MANGLED English, or Manglish has a long, proud history and it’s nice to see the upper echelons of society adopting it with vigour. I’m not talking about the US President and his “fake news” and facts that aren’t really facts but alternate facts. After all, George Dubbya needed a translator before anyone could twig to his topic let alone his meaning; and had difficulty pronouncing his own middle initial – so The Donald is as clear as a bell in comparison.
Nope, Manglish as an art form is taking off right here in Oz: Peter King, Westpac’s chief financial officer, told the Productivity Commission last week that “Australian banks are not highly profitable just because they make large profits”.
Try saying that yourself, keeping a straight face – large profits don’t mean that a lark is profitable.
Or, the Big Four’s $31.5 billion in swag, last year alone, is really just a pittance; hardly enough to buy a ticket in a chook raffle is it?

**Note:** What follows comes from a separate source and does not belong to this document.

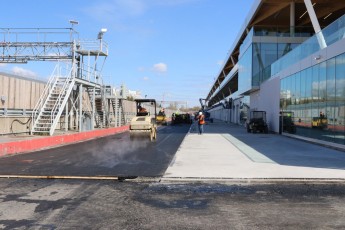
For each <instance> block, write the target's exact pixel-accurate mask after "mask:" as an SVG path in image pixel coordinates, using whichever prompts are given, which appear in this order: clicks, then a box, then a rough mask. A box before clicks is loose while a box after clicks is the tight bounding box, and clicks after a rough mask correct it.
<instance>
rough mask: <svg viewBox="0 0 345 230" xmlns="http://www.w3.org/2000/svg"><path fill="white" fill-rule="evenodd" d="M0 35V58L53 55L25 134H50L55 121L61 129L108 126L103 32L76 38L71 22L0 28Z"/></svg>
mask: <svg viewBox="0 0 345 230" xmlns="http://www.w3.org/2000/svg"><path fill="white" fill-rule="evenodd" d="M104 32H106V30H104V29H102V30H101V34H100V35H103V34H104ZM0 36H1V37H2V39H1V42H0V51H1V55H0V63H27V62H29V61H46V60H49V61H58V64H57V65H56V68H55V69H54V71H53V73H52V75H51V77H50V79H49V80H48V82H47V85H46V88H45V89H44V92H43V94H42V95H41V97H40V99H39V101H38V102H37V104H36V106H35V108H34V109H33V112H32V118H31V120H32V126H31V131H30V132H31V134H41V135H53V134H54V131H55V129H56V128H57V127H58V124H60V125H61V122H63V123H64V124H63V125H62V126H64V129H65V130H68V129H73V130H78V131H83V130H89V129H94V128H95V127H108V126H109V123H110V122H109V120H110V119H109V114H110V112H109V111H108V108H109V107H110V103H109V100H110V99H111V98H106V97H105V86H104V85H103V83H102V75H101V72H102V69H103V65H104V62H105V59H106V57H107V56H108V44H107V43H106V42H105V41H103V36H99V37H98V39H97V40H80V39H79V35H78V33H77V32H76V31H75V30H74V29H73V28H62V29H59V28H53V29H48V28H26V29H25V28H23V29H17V28H0ZM76 37H78V38H77V39H76ZM62 61H63V62H62ZM100 61H101V62H102V61H103V64H102V63H101V65H99V62H100ZM62 63H66V66H64V64H62ZM98 66H101V68H99V67H98ZM85 94H88V96H85ZM86 98H88V100H87V101H85V100H86Z"/></svg>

Mein Gott, to think we trust these people with our pensions.
Poor Elvis-tragic Michael McCormack came in for a bit of the ghost-of-editorials-past also last week. “Prominent gay rights campaigners” (but not so prominent as to have names) apparently welcomed his change of views but remained concerned he would not “walk the talk”.
The phrase “to talk the talk and walk the walk” probably dates to a 1921 Ohio newspaper article and is now used to imply that a person’s actions reflect their words.
But how someone can “walk the talk” without treading on their tongue is anyone’s guess; it nicely saves space by mangling and tangling the original couplet but do we need it? It’s like sticking a Gucci emblem on a supermarket bag: cute – but unfathomable.
Wagga City Council gets my “Captain’s Pick” award though, for insisting that a fortnight equals a week. On the Your waste: got it sorted calendar (that looks a bit like one of the puzzles in a Sunday paper) that they deliver with your new bins you’ll be informed that “… Recycling & General Waste bins are collected on alternate fortnights” alongside bin pictures headed “Alternate Fortnights.”
Actually, they’re collected on alternate WEEKS: bin X this week, bin Y the following week, and so forth on an alternating basis. Alternating weekly, there are 14 days between consecutive collections of bin X, for example. But if it’s collected on “alternate fortnights” it’ll be stinking in your driveway for nearly a month between pick-ups.
So, naturally, I dipped an electronic thumbnail in virtual tar and sent them an email explaining this perplexity and got the reply, “The intent of the brochure is to demonstrate the bin combination that would be placed out on the alternate fortnight.” This, I think, repeats the error very prettily (even if the grammar clunks): a week now officially means 14 days in City Hall.
Some telling additional information was that “This messaging is consistent with other councils’ communication of similar collection schedules.” As a thick-headed lad when I aped the bad examples of naughtier chaps my mother would ask, “If Joe Blow stuck his head in the oven would you do the same?” I’d answer no (after having to think about it); but obviously WWCC would answer (by some sort of dreaded “Messaging”) that of course they would!
A minor blunder gets forgotten when you laugh and ‘fess up, but that sort of admission to human frailty is patently anathema to WWCC and its new motto – “Your English: got it mangled?”